After training a machine learning model, it is crucial to evaluate its performance to ensure it meets the desired objectives. The choice of evaluation metrics depends on the type of problem—classification, regression, or clustering—and the specific goals of the model. This article outlines the essential metrics used in different machine learning tasks.

Classification Metrics

1. Accuracy Accuracy measures the ratio of correctly predicted instances to the total instances. It is a straightforward metric but can be misleading in imbalanced datasets.
$$
\text{Accuracy} = \frac{\text{Number of Correct Predictions}}{\text{Total Number of Predictions}}
$$
2. Precision Precision indicates the ratio of correctly predicted positive observations to the total predicted positives.
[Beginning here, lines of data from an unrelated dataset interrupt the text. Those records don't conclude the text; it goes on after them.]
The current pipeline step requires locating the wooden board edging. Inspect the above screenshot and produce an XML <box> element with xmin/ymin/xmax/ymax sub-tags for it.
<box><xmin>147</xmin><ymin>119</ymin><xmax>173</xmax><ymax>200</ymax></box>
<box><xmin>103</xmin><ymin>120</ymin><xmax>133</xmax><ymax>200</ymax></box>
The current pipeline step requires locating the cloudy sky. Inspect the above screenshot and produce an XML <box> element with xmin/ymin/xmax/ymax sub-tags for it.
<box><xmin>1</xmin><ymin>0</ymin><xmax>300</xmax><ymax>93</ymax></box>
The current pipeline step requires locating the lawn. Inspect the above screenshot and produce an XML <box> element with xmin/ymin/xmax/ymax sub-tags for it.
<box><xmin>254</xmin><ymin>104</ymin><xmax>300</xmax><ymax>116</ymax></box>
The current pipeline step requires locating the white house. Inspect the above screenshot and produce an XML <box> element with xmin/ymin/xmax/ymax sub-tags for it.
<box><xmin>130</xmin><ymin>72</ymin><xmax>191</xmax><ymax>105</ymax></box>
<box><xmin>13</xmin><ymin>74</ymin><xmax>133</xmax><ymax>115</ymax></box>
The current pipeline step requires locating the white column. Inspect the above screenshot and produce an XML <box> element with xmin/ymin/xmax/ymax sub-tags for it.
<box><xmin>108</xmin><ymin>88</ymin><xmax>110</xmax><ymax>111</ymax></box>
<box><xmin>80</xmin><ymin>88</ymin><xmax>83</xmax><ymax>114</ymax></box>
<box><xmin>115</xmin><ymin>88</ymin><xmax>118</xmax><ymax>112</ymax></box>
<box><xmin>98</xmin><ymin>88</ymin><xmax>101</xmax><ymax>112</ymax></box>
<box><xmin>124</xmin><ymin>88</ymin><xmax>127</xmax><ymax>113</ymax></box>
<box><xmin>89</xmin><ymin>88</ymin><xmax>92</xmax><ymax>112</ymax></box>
It is particularly useful when the cost of false positives is high.
$$
\text{Precision} = \frac{\text{True Positives}}{\text{True Positives} + \text{False Positives}}
$$
3. Recall (Sensitivity or True Positive Rate) Recall measures the ratio of correctly predicted positive observations to all actual positives. It is important when the cost of false negatives is high.
$$
\text{Recall} = \frac{\text{True Positives}}{\text{True Positives} + \text{False Negatives}}
$$
4. F1 Score The F1 Score is the harmonic mean of precision and recall, providing a single metric that balances both concerns. It is useful when the classes are imbalanced.
$$
\text{F1 Score} = 2 \times \frac{\text{Precision} \times \text{Recall}}{\text{Precision} + \text{Recall}}
$$
5. ROC-AUC (Receiver Operating Characteristic - Area Under Curve) ROC-AUC measures the model's ability to distinguish between classes. The ROC curve plots the true positive rate against the false positive rate, and the AUC quantifies the overall ability of the model to discriminate between positive and negative classes.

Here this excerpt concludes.